A group of five or six or seven friends go skiing in the Alps and get trapped in a crevasse cave-in that uncovers the long frozen tomb of a heretic executed eons before for practicing blasphemy after a Demon's Mask was nailed onto it's head (an actual form of Inquisitional torture, by the way). One of them decides it would be a really good idea to chip the hideous Ozzy like mask free of it's ice and take it home as a memento of the occasion, unleashing a series of events that finds the coed group of tight ski panted friends trapped by a second cave-in, and forced to take refuge in an ancient monastery or something like that, long buried by the arctic snows and ices.

So much so good, except then plot takes over and my grasp of Italian extends to various kinds of pastas & sauces. There are plot intrigues galore that I can only guess on: The long dead body of an Inquisitional priest is resurrected, various members of the ski troupe are possessed by demons unleashed by the freeing of the mask, various breasts are bared and assorted people find themselves tortured, falling in love, or skewered by giant falling icicles. Meanwhile the soul of the heretic embarks on a mission to (I guess) avenge and resurrect herself using the body of one of the pretty Italian actresses -- who just happens to have the same surname -- and induct the surviving skiers into her coven of the undead.

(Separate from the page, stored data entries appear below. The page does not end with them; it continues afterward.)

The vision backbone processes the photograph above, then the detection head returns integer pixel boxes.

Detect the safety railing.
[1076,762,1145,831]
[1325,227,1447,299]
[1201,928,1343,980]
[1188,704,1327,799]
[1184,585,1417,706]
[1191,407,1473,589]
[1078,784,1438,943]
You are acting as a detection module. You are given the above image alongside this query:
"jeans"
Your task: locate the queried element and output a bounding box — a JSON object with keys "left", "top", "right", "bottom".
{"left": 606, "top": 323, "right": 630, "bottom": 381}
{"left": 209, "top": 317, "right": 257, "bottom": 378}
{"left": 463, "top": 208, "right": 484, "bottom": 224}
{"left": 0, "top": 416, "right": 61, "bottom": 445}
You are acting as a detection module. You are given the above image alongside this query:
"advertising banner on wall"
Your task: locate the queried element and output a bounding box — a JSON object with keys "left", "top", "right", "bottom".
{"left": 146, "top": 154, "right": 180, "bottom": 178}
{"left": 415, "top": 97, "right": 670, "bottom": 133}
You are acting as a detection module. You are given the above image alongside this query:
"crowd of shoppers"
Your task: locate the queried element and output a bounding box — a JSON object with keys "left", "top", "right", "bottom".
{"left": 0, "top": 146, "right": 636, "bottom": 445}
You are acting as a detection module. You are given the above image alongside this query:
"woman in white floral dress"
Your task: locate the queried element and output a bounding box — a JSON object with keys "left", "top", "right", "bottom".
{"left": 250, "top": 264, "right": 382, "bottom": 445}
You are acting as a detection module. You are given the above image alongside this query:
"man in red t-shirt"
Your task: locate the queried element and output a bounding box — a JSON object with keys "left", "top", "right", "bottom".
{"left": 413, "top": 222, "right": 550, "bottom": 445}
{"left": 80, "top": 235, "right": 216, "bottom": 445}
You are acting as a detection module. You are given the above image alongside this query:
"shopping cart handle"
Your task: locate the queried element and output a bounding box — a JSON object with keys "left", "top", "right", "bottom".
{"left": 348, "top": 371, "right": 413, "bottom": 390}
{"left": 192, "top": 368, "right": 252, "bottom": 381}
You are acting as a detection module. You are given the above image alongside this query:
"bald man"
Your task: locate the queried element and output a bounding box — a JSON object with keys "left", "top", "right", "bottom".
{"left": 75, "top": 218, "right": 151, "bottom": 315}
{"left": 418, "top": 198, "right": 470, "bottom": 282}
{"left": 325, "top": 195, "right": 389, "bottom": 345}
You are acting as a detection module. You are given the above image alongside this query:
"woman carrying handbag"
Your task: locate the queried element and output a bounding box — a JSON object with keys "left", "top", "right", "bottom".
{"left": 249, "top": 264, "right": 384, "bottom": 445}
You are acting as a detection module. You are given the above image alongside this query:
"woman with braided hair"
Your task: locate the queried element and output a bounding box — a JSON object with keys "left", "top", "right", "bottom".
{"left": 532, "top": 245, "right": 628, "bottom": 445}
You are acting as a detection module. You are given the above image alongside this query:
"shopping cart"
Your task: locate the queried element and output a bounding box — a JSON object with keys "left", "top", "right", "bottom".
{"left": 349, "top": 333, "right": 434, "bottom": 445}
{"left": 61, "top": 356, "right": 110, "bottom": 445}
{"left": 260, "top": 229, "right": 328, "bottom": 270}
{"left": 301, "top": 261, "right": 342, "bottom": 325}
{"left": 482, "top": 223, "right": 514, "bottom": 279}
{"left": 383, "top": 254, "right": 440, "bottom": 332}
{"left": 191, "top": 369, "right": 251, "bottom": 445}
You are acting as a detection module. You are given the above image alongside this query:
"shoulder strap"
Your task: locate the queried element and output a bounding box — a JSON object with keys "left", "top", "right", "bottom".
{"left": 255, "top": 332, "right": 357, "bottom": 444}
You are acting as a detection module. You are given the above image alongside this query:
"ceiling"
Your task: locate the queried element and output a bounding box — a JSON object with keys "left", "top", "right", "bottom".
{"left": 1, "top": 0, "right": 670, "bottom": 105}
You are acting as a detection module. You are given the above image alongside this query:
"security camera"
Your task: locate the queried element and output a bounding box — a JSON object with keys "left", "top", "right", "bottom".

If that sounds like a busy movie, it is. It's essentially Italian Gothic shocker formulas updated to the late 1980s and with a teen to college aged audience in mind. A fellow commenter pointed out the Lovecraft angle and yes, I can totally see that going on here too. I liked the underground monastery or whatever, loved the topless Italian actresses sweating on the torture racks, and was impressed by a stop motion animation sequence where an architectural gargoyle comes to life (way before CGI effects, which would have ruined the film's hands-on feel). The film ultimately owes as much to Fulci, Stuart Gordon and THE NAME OF THE ROSE as it does to Bava the Elder's film, mixing ecclesiastical pyrotechnics with disco neon new wave makeup -- and yet it still works even if you don't speak a word of Italian.

But it's NOT an update of "Black Sunday"; Lamberto should at least be credited to giving a nod to his father's breakthrough movie without necessarily defaming the memory. Nothing wrong with borrowing a little bit of thunder from your old man, and no it has absolutely nothing to do with the movies called DEMONS 4 or DEMONS 6, other than being released as yet another cash-in on the success of Lamberto's DEMONS, which marked the high point of the modern Italian horror craze. Like father, like son.

7/10; Try to find a 99 minute Japanese made video release, the cover is absolutely wild too.